We were not so large once I got her up the stairs to her apartment. The cup of hot tea I placed in her hands, and her room mate hovering nearby made me feel somewhat better, but she was still in pain. She made a good attempt at being tough; I must have heard "I'm fine" about 30 times. I felt that I was in the way - after all, her roomie is an intelligent and trustworthy young woman, quite capable of handling an emergency should one arise - so I decided to leave. "She needs to rest," I told myself. "She will go to bed sooner if I stop making her laugh and just leave." Besides, what could I do for her?

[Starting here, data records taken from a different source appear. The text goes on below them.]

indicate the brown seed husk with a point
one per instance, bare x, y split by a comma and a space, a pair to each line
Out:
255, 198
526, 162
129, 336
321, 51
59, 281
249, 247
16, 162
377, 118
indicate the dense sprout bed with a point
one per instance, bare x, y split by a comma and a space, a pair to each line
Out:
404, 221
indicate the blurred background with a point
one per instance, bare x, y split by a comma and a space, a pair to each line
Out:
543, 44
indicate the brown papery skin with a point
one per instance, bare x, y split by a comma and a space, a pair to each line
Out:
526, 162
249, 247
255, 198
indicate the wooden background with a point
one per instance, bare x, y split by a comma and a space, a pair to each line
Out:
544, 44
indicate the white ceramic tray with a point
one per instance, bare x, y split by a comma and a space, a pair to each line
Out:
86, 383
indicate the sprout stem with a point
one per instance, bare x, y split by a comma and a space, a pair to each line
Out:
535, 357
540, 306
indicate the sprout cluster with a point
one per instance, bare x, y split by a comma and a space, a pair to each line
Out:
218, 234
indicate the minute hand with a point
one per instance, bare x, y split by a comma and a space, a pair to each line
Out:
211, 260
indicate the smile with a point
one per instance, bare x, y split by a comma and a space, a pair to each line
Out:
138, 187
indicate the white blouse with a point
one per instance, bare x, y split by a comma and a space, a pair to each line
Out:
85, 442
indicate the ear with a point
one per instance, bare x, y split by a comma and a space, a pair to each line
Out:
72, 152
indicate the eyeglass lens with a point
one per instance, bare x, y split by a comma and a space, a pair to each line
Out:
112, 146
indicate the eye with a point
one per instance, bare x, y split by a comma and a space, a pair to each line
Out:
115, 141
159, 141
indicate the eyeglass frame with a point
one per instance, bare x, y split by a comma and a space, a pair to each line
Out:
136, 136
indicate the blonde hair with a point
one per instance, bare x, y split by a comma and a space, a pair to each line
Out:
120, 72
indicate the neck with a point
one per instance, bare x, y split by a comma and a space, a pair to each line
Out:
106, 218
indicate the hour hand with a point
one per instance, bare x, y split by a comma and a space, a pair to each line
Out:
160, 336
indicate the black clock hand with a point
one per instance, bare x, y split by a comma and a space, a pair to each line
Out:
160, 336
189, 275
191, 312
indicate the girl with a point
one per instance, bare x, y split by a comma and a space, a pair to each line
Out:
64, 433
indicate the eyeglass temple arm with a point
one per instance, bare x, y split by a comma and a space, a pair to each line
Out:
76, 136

I made my excuses, and began to stand up. She patted the couch next to herself and whispered, "don't go." Then she looked away, as though it had pained her to say it. She was quite small by this time; like a child, but wiser. It seemed she whispered so her room mate wouldn't hear her; maybe so I wouldn't even hear her. But she was to my right, near my good ear, so I heard. I sat and she leaned on my shoulder, and for the first time in a long while, I think, she rested more than just her body. Faced with her suffering, and how hard her simple request for solace had been, I felt very small indeed.

The Buddha discovered that illness and death are not the true enemies; it is the loathing of them - the wish that it could be otherwise - that makes us hurt inside and turn on one another to spread the suffering around. We are all very small.